Similarly, the user may desire to dynamically remove entries from address book 220. Referring again to FIG. 3, this particular embodiment is useful when a user of mobile phone 302 is leaving geographic region 310 and desires to remove public contact information relevant to businesses within geographic region 310 from address book 220. As discussed above, the user may be prompted to accept the deletion of address book entries, or may specify a preference to automatically delete certain entries from address book 220.
According to one embodiment, address book 220 supports public-type entries for storing public address contact information. Thus, unlike private-type entries which cannot be dynamically modified according to various techniques discussed above, public-type entries may be dynamically added, updated and/or deleted from address book 220. Private-type entries can thus be protected from modification by outside sources, e.g., BSC 108, while providing public-entries which can be modified, as discussed herein. Alternatively, separate address books, e.g., a public address book and a private address book, may be employed to distinguish public and private entries stored in mobile phone 102. According to another embodiment, no distinction is made between public and private entries. According to this particular embodiment, each entry of address book 220 may be subject to dynamic modification as discussed herein.

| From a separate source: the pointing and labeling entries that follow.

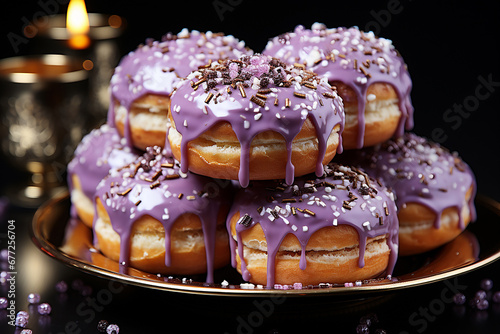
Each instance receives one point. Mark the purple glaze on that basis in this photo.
(158, 66)
(419, 171)
(151, 186)
(367, 213)
(193, 115)
(98, 152)
(334, 53)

From the above description of exemplary embodiments of the invention, it is manifest that various techniques can be used for implementing the concepts of the present invention without departing from its scope. Moreover, while the invention has been described with specific reference to certain embodiments, a person of ordinary skill in the art would recognize that changes could be made in form and detail without departing from the spirit and the scope of the invention. The described exemplary embodiments are to be considered in all respects as illustrative and not restrictive. It should also be understood that the invention is not limited to the particular exemplary embodiments described herein, but is capable of many rearrangements, modifications, and substitutions without departing from the scope of the invention.